For those who are unfamiliar with the Slippery slope as it applies to gun ownership, a read or a re-read of the article “All The Way Down The Slippery Slope” by Joseph E. Olson and David B. Kopel might be in order.
A more current example seems to be taking place in Canada right now – or I should more accurately say, “again”.
The Deputy Chief of the Ontario Firearms Office has mused in public that handloading of ammunition may be a problem – at least in his bureaucratic mind.
Buying ammunition in Canada requires a firearms licence, but some people make their own ammunition, and gun and gang experts say that has led to a black market in the sale of bullets.
“It would be nice if people had to have a licence to buy the components; currently they don’t,” said Deputy Chief Tony Cooper of the Ontario Firearms Office.
If you’re over 18, it’s legal to buy all the components needed to make bullets — primers, gunpowder, casings and bullet tips. For about $100, a person can buy enough supplies to make 1,000 “hand-load” homemade bullets.
“It’s very common … for people to hand-load. I would say it’s been something that’s been done for a couple of hundred years,” said Cooper.
He says hand-load bullets are commonly used by hunters and target shooters.
The fear is the hand-load bullets will get into the hands of the wrong people.
Cooper said “it’s the exception, certainly not the rule,” but it is a concern.

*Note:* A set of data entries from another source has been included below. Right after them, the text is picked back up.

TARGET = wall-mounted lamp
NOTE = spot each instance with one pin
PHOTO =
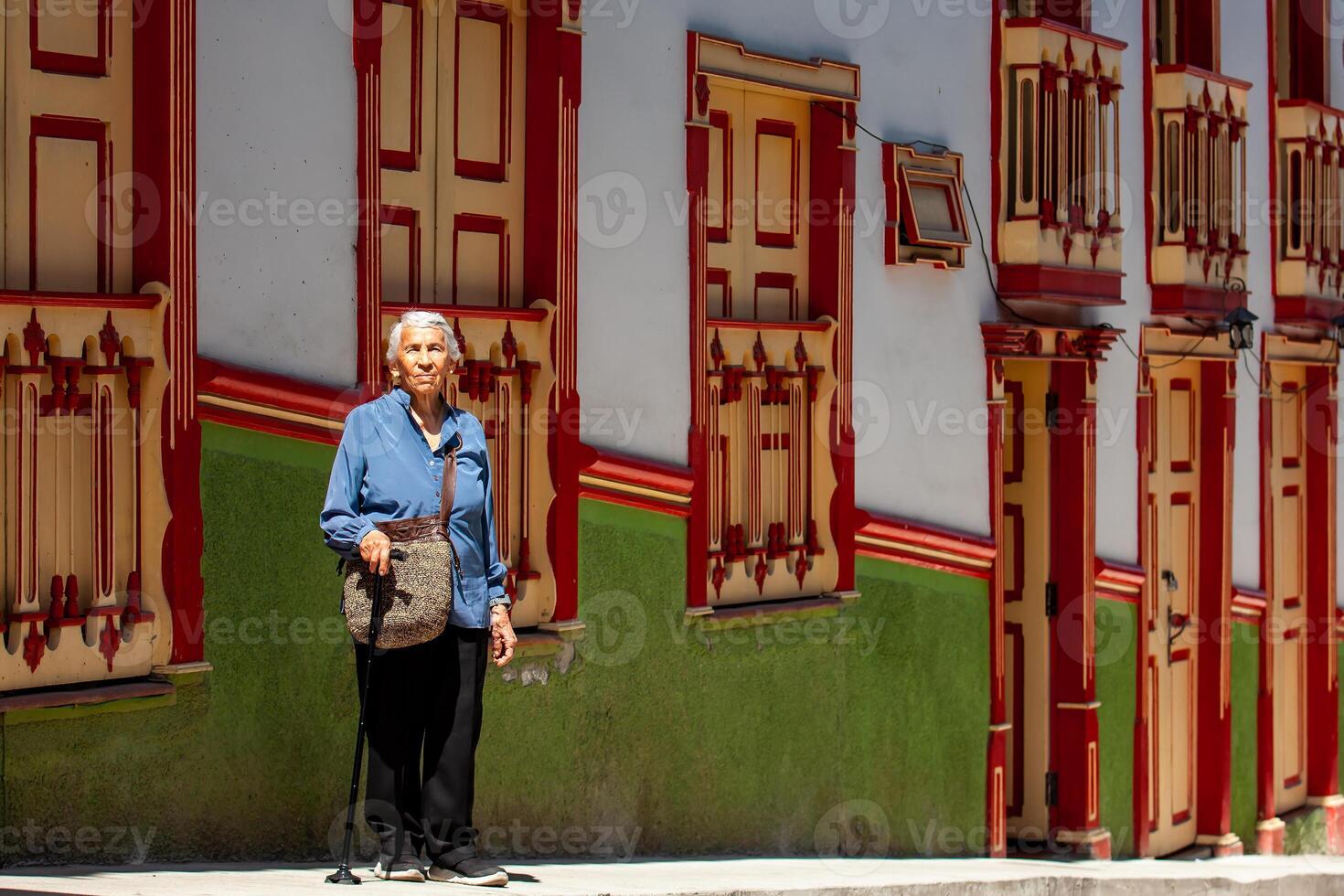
(1241, 328)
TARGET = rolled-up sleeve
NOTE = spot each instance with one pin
(495, 571)
(342, 521)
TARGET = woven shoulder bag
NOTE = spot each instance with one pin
(417, 592)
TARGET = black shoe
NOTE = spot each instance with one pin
(474, 872)
(400, 869)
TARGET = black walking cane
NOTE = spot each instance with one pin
(375, 624)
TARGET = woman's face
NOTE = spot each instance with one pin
(422, 360)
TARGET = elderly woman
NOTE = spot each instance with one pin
(423, 712)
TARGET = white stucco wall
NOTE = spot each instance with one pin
(918, 357)
(915, 331)
(276, 186)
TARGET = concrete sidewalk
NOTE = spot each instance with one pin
(1252, 875)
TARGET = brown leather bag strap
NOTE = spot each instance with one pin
(449, 491)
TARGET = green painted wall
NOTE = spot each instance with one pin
(863, 732)
(1115, 657)
(1244, 690)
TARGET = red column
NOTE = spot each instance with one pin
(549, 262)
(1072, 570)
(165, 151)
(831, 293)
(997, 818)
(1144, 445)
(1267, 840)
(1212, 607)
(698, 454)
(368, 254)
(1321, 656)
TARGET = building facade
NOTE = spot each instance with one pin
(914, 425)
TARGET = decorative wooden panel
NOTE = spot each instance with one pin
(1309, 240)
(755, 187)
(1199, 177)
(70, 197)
(1286, 606)
(452, 149)
(1061, 143)
(1024, 532)
(1172, 630)
(83, 498)
(768, 478)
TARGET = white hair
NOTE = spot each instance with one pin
(422, 318)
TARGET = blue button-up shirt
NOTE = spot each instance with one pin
(386, 470)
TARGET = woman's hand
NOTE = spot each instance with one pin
(377, 549)
(502, 635)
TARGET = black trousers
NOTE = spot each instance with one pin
(423, 721)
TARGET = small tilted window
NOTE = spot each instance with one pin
(926, 220)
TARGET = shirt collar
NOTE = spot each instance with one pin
(449, 432)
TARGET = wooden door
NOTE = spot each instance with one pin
(452, 96)
(1287, 598)
(1026, 527)
(758, 179)
(69, 195)
(1172, 501)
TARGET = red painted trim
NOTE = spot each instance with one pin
(1060, 27)
(1062, 285)
(1206, 74)
(495, 15)
(1015, 427)
(632, 472)
(409, 159)
(368, 40)
(165, 151)
(48, 298)
(1323, 693)
(1014, 633)
(1250, 601)
(910, 543)
(785, 129)
(274, 391)
(738, 324)
(1120, 581)
(1212, 602)
(1014, 513)
(408, 218)
(464, 222)
(1184, 300)
(471, 312)
(1072, 569)
(722, 121)
(86, 131)
(71, 63)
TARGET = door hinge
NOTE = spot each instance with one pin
(1051, 410)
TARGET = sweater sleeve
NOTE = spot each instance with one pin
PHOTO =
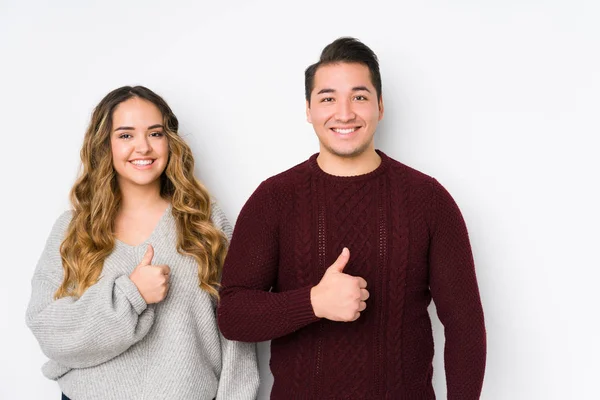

No one knows how many hand-load bullets make it onto the streets because there has never been an audit of casings from crime scenes.
Now this idea of making it more difficult to own ammunition is nothing new. Back in 2007, Ontario’s Chief Firearms Office made a presentation to other provincial CFOs about the concept of more restrictive regulations for ammunition ownership, which according to the brief was initiated by the Ontario Liberal government (no surprise there). A quick read should make you very nervous.
You might also note that the expert from the Ontario Firearms Office pontificates that you can handload 1,000 rounds for $100. A good indication of how knowledgeable he is on the subject. I don’t know what era his cost calculations come from.
Regardless, as the ad men used to say – probably back in the time frame that Mr. Cooper’s costing came from – he ran the idea up the flag to see who would salute.
Just another attempt to make gun ownership and use a little more difficult. All in the long-term plan.